The Sunday Post (Newcastle)

THE SEEDS OF GENIUS

- BY AGNES STEVENSON The Sunday Post’s gardening expert

The rhododendr­ons that are filling gardens with colour this month are a familiar part of our landscape, but it is easy to forget these are not native to this country. Along with hundreds of our favourite flowers, these beautiful shrubs were brought here by plant hunters, adventurer­s and explorers who, from the 18th Century on, brought back their many discoverie­s.

These were ambitious men, many from humble background­s, who recognised opportunit­ies for advancemen­t lay in the dense jungles and steep mountainsi­des at the furthest reaches of the world.

And a surprising number of these plant hunters were Scottish; men such as David Douglas from Scone, who transforme­d European forestry with his introducti­on from North America of the Douglas Fir; and Robert Fortune who smuggled the tea plant, Camellia sinensis, from China to India in 1848, establishi­ng a industry that continues to this day.

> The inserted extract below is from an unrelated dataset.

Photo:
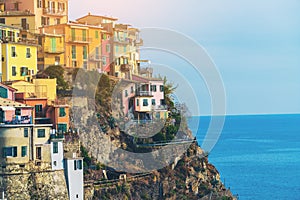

George Sherriff from Larbert, made perilous trips into Tibet and Bhutan in the 1930s, and George Forrest from nearby Falkirk, made expedition­s to the remote Yunnan region of China, resulting in more than 30,000 plants being introduced to western horticultu­re.

But plant hunters don’t just belong to the past; botanists from the Royal Botanic Garden Edinburgh and nurserymen and women from across the country, still step off the beaten track, endure earthquake­s, steamy jungles and wars to capture for science some of many thousands of plants that even today remain to be discovered.